A book is never finished. It is only abandoned.

Honoré De Balzac

Ideas get developed in the process of explaining them to the right kind of person. You need that resistance, just as a carver needs the resistance of the wood.

Paul Graham, “Ideas

See also: rubber duck debugging

Writing is nature’s way of letting you know how sloppy your thinking is.

Leslie Lamport

Constantly seek criticism. A well thought out critique of whatever you’re doing is as valuable as gold.

Elon Musk

The best way to get the right answer on the internet is not to ask a question; it’s to post the wrong answer.

Cunningham’s law

It is better to be interesting and wrong than boring and right.

Fred Hoyle

Don’t worry about people stealing your ideas. If your ideas are any good, you’ll have to ram them down people’s throats.

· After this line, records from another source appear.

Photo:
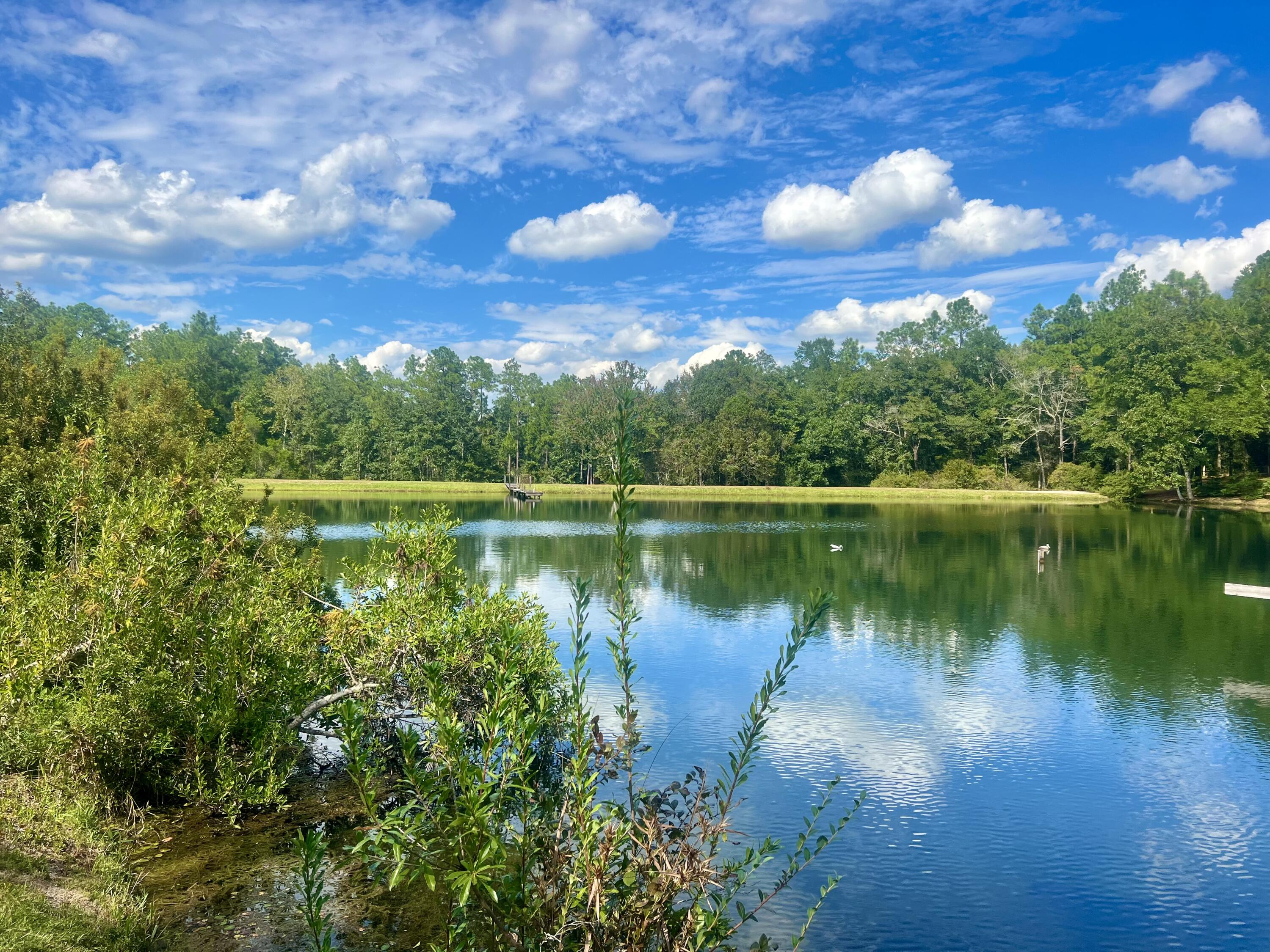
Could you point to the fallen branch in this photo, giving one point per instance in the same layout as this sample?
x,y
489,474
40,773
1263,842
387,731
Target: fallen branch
x,y
317,733
320,601
54,664
334,697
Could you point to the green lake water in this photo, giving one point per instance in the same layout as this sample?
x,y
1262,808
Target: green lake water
x,y
1076,757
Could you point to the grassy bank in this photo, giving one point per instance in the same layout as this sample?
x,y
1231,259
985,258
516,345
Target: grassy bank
x,y
331,489
64,878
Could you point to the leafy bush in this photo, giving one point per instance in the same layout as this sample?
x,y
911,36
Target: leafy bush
x,y
1075,476
1121,487
1244,485
538,829
895,479
412,608
961,474
167,641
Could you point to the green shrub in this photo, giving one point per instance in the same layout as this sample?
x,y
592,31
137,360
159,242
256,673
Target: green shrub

“Howard Aiken, quoted by Paul Graham in “Googles

Don’t worry about being perfect. Make it bad, then make it better.

Robert Glazer

If you want to be certain then you are apt to be obsolete.

Richard Hamming, You and Your Research (1986) p187

We have a habit in writing articles published in scientific journals to make the work as
finished as possible, to cover up all the tracks, to not worry about the blind alleys or
describe how you had the wrong idea first, and so on. So there isn’t any place to publish,
in a dignified manner, what you actually did in order to get to do the work.